Donald goona build a wall where they cant bring moonshine over the border. Lol


----------



## NiceBud (Jul 23, 2016)

Thats interesting. As far as I know its made in the South of the USA. Like Tim Smiths Climax. Now found in all booze stores.


----------



## WeedHopper (Jul 23, 2016)

That was a joke NB. Lol
I have moonshiners in my family.


----------



## NiceBud (Jul 23, 2016)

Thats cool weedhopper! Really cool!


----------



## WeedHopper (Jul 23, 2016)

Yeah,,they are Hillbillies and crazy as hell,,but they make some awesome moonshine.  I like the Cinnamon moonshine. Freaking yummy
Just dont get drunk and pass out,,,or ya might wake up with a sore *** and a banjo playing. :rofl:


----------



## NiceBud (Jul 23, 2016)

I wish I lived in a more rural location. I love the trees and peace. I wouldn't say I'm a hillbilly. I'll say I'm a wanna-be that still wants WIfi.


----------



## WeedHopper (Jul 23, 2016)

If your a Hillbilly you dont need a Wife if ya got sisters or cousins.  :rofl:

Oh wait,,you said Wifi,,,whoops.


----------



## NiceBud (Jul 23, 2016)

Yes I have a wife. That was really good.


----------



## WeedHopper (Jul 23, 2016)

You have a Wife,,,,2nd cousin A? 
Just messen with ya my friend. Lol


----------



## NiceBud (Jul 23, 2016)

No shes only related to me by marriage. Like your sense of humor.


----------



## WeedHopper (Jul 23, 2016)

I love all my cousins,,,yes i do,,,,:rofl:


----------



## NiceBud (Jul 24, 2016)

I love my cousins too. Don't see them enough.:yeahthat:


----------



## St_Nick (Jul 28, 2016)

I'm a hillbilly gardener, and a moonshiner.  Not much in the way of Wi-Fi but we do have DSL ........ And satellite.

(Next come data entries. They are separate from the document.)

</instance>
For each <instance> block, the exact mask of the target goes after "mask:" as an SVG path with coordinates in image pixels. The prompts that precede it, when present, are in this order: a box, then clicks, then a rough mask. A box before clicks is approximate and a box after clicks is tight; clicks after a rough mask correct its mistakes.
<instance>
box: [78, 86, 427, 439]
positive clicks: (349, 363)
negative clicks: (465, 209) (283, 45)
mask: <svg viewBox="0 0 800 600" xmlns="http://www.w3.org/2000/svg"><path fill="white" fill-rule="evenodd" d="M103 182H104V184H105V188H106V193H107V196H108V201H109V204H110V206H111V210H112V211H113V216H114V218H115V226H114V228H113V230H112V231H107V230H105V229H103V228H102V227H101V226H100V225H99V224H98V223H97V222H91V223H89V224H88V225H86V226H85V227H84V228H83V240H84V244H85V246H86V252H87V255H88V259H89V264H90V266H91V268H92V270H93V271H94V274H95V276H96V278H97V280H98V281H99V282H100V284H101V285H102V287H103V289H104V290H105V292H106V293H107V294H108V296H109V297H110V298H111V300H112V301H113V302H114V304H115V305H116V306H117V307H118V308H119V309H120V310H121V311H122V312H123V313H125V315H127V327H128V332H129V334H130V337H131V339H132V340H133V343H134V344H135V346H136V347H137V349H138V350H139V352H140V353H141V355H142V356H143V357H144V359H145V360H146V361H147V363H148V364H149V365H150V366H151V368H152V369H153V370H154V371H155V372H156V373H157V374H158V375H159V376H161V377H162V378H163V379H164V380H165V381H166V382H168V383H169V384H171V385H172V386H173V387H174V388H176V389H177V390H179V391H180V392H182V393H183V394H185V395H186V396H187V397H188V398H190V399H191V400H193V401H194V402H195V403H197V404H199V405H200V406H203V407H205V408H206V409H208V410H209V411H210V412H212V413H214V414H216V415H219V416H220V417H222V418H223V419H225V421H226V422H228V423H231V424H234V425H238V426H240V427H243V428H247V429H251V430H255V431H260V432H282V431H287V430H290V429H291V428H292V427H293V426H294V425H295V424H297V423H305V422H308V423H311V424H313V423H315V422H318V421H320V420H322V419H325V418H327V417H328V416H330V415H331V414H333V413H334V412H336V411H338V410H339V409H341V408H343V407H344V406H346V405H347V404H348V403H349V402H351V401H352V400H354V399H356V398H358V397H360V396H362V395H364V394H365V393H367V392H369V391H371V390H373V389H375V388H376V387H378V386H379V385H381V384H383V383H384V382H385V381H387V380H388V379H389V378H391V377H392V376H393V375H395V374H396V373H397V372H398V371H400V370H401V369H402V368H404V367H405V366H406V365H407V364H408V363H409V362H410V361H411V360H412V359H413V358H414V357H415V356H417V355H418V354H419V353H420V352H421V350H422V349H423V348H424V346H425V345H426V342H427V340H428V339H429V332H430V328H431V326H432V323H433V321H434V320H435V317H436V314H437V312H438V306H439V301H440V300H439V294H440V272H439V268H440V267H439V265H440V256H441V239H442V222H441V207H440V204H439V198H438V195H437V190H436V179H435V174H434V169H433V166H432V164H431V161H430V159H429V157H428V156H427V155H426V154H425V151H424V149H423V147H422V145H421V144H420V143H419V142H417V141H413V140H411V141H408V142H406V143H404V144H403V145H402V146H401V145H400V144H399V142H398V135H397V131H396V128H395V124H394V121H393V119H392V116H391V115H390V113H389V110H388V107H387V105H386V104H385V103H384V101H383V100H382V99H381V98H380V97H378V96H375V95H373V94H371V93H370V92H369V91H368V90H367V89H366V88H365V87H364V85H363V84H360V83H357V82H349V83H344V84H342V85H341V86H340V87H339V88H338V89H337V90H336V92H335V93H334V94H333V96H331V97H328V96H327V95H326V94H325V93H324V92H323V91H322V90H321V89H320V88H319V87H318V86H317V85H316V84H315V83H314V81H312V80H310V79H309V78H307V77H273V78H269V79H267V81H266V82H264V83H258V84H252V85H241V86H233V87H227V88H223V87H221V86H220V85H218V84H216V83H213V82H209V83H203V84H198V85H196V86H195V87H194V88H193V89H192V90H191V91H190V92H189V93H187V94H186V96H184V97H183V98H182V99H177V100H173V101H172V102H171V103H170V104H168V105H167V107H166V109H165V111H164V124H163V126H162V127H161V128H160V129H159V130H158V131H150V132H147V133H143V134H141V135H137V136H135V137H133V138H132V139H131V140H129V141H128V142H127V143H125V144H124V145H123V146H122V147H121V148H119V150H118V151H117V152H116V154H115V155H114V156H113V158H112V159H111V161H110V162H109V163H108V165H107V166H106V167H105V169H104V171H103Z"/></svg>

Usually,,, well, sometimes.  :confused2:


----------



## WeedHopper (Jul 28, 2016)

And your cousins?
And by the way,,,2nd cousin dont count.   :rofl:


----------



## blondlebanese (Aug 14, 2016)

so nobody knows about aliens on moonshine.  has anyone even heard of the strain?


----------



## WeedHopper (Aug 14, 2016)

Nope,,,i thought you were joking.

http://stuffstonerslike.com/2015/05/aliens-on-moonshine-strain/

http://en.seedfinder.eu/strain-info/Aliens_On_Moonshine/Sin_City_Seeds/


[ame]http://m.youtube.com/watch?v=zavvz8ADZMQ&feature[/ame]


----------



## sir-tokes-alot (Aug 17, 2016)

St_Nick said:


> I'm a hillbilly gardener, and a moonshiner.  Not much in the way of Wi-Fi but we do have DSL ........ And satellite. Usually,,, well, sometimes.  :confused2:



might be a couzin of mine,...ol mash barral cookin oft puttin co2 to the grow!!


----------